Tardive Dyskinesia After Aripiprazole Treatment That Improved With Tetrabenazine, Clozapine, and Botulinum Toxin

We report on a patient with tardive dyskinesia (TDK) treated with aripiprazole, a third-generation antipsychotic with partial D2 agonist-antagonist activity at both the dopamine and serotonin receptors. The patient’s condition improved with administration of a combination of tetrabenazine, botulinum toxin, and clozapine, which has previously not been used. We suggest that this treatment combination may have potential benefits for patients with TDK. After aripiprazole discontinuation, the patient was treated with clozapine (150 mg/day) and biperiden (8 mg/day). Due to a lack of improvement, we administered 300 units (intramuscularly; IM) of botulinum toxin into the paravertebral muscles every 3 months and 1,000 units IM every 4 months in addition to tetrabenazine (75 mg/day) and biperiden (8 mg/day). The patient stopped this treatment, at which point TDK reappeared. After starting a treatment regimen of clozapine (100 mg/day), tetrabenazine (75 mg/day), and botulinum toxin (300 units IM), the patient’s symptoms remitted.

Introduction

Little is known about the treatment of tardive dyskinesia (TDK) caused by aripiprazole. This antipsychotic is associated with a lower theoretical risk of TDK compared with classical neuroleptics. Several publications have even presented clinical cases that showed an improvement in dyskinesia or dystonia after switching to aripiprazole. However, data published since the commercialization of aripiprazole suggest that the risk of TDK could be higher than initially thought.

The relatively low risk of TDK due to aripiprazole is attributed to the unique partial agonistic activity of aripiprazole at the D2 receptor (Margolese et al., 2005). However, aripiprazole has one of the highest D2 receptor affinities at a therapeutic dose of all antipsychotic drugs. Theoretically, long-term exposure of these receptors to aripiprazole could cause irreversible hypersensitivity.

Methods

We describe the case of a 23 year-old woman who developed tardive dyskinesia after taking aripiprazole for 6 years which was successfully treated with a combination of tetrabenazine, botulinum toxin, and clozapine. A thorough literature search was performed using PubMed, Medline, Ovid, Embase, and Google Scholar about the existence of other possible cases treated with the same drug combination without finding similar cases including the International Medical Case Reports Journal.

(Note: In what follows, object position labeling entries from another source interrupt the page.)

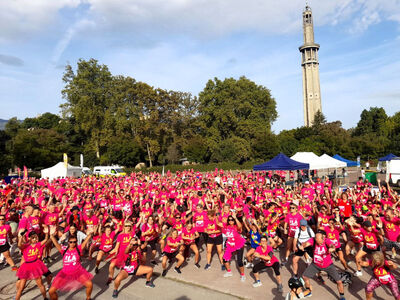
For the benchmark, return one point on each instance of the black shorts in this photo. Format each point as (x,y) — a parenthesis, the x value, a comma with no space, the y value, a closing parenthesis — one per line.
(5,247)
(215,240)
(171,255)
(309,250)
(370,251)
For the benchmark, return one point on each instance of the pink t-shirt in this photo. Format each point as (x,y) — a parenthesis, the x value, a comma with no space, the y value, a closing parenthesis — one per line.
(234,239)
(71,259)
(268,251)
(322,257)
(170,249)
(293,222)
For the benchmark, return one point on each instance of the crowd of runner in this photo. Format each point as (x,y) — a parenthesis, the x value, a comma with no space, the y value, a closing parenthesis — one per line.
(202,220)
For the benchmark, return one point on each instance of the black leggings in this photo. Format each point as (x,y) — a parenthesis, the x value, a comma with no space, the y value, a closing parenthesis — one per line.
(239,257)
(261,266)
(205,237)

A written informed consent was obtained from the patient for the publication of this case report.

Case Presentation

Presenting Features

She presented with progressive lateral left deviation of the trunk while walking, which was secondary to dystonic contraction of her paravertebral muscles. The patient was first treated during her first psychotic episode in October 2000. She had just finished high school and was preparing for her university entrance exams. She lived with her parents and older sister. Her family explained that her behavior was strange and introverted. She did not speak, was depressed, and experienced hallucinations.

Progression, Treatment, Follow-Up, and Outcome

The patient received olanzapine between October 2000 and February 2001 and was followed monthly at our outpatient clinic in Salamanca, Spain. Her symptoms improved substantially. Afterward, she continued treatment with olanzapine at a dose of 10 mg/day and fluoxetine at a dose of 20 mg/day. Her family felt that she was improving. The patient started her university education in economics and participated in social events with friends. The patient’s laboratory samples were normal. Her prolactin level increased mildly, to 39 ng/ml (normal range: <25 ng/ml), which was of no clinical relevance, and her psychotic symptoms progressively improved.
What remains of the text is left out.